Jay and Lacey broke their embrace, frantically searching the darkness for the source of the voice, which was loud, as if right next to them. However, the couple found no one around at all.

Copyright 2011 Erik Handy


----------



## Erik Handy (Sep 6, 2010)

Chapter 1

The ANC Gas N Pass sat next to the rarely traveled off-ramp of the interstate. Its fluorescents inside and out shone like beacons in the surrounding rural darkness. Traffic from the parallel overpass nearby zoomed along occasionally, ignoring the tacky lights. The gas station was left to a snug, momentarily solitary existence.

The station was void of customers, but not people. Bobby was behind the counter shooting the shit with Joe. Both were young guys, college kids, just hitting their prime at this nexus of their lives.

"You can tell me," Joe told his bud. He leaned on the counter, trying to make their conversation seem private and more important than it ever could be. "Is it real?"

Bobby smiled like he knew the world's biggest secret and maybe to him it was. "It's real," he answered.

"It's bullshit," Joe replied. "Looks like a mosquito flew in front of the camera."

Bobby's smile widened. "Wasn't a mosquito."

"What the hell was it?" Joe insisted. "I won't tell anyone."

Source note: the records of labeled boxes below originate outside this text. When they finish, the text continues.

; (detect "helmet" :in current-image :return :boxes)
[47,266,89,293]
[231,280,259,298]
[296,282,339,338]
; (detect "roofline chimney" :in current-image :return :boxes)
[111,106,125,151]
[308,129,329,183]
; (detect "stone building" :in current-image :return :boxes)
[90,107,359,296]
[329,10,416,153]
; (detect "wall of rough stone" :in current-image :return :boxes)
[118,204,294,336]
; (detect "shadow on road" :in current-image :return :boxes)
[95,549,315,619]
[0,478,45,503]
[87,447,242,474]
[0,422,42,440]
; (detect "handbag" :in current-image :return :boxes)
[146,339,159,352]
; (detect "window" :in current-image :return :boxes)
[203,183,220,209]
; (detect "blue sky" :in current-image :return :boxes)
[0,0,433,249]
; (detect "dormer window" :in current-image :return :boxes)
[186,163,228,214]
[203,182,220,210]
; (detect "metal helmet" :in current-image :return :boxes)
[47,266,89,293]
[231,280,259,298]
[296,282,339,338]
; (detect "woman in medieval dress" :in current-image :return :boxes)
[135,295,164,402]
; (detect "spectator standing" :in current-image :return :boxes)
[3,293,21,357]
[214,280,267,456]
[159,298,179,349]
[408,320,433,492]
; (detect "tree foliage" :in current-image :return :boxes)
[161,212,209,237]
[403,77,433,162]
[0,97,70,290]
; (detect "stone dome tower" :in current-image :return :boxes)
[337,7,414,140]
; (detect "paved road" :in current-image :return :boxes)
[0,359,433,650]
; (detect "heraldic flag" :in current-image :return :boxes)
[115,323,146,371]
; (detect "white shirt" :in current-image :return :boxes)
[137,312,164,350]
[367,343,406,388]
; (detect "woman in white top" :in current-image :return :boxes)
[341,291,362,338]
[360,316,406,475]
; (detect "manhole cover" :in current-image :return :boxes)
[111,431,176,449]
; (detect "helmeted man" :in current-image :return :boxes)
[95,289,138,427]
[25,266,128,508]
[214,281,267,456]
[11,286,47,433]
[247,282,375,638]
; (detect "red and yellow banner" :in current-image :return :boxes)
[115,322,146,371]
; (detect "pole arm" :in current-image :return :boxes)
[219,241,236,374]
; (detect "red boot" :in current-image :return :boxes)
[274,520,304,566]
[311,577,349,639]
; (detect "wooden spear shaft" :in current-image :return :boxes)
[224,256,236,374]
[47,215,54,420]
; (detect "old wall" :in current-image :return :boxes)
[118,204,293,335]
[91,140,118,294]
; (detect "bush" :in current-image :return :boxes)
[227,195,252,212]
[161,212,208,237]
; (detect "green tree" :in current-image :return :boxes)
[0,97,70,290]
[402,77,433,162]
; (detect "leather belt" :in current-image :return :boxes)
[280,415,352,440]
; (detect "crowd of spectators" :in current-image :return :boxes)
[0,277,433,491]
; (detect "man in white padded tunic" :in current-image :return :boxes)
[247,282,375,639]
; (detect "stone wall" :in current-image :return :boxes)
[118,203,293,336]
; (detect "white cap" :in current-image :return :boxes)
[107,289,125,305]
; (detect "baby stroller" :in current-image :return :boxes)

Bobby considered Joe's request for the truth. He was going to let him in on it anyway. The power trip was, quite simply, fun. He was getting off on this. However, Bobby felt the urge to tell his friend the secret, if only to assert his power even more. Bobby gestured for Joe to come around to his side of the counter.

Bobby stopped the recording surveillance tape of the pumps' exterior cameras. From behind the small, black television monitor, he pulled out another video and swapped it with the current one.

"It wasn't a mosquito," Bobby said, savoring the moment, dragging it out dramatically. He pressed PLAY on the VCR. "And it wasn't a ghost. Watch the car that pulls up."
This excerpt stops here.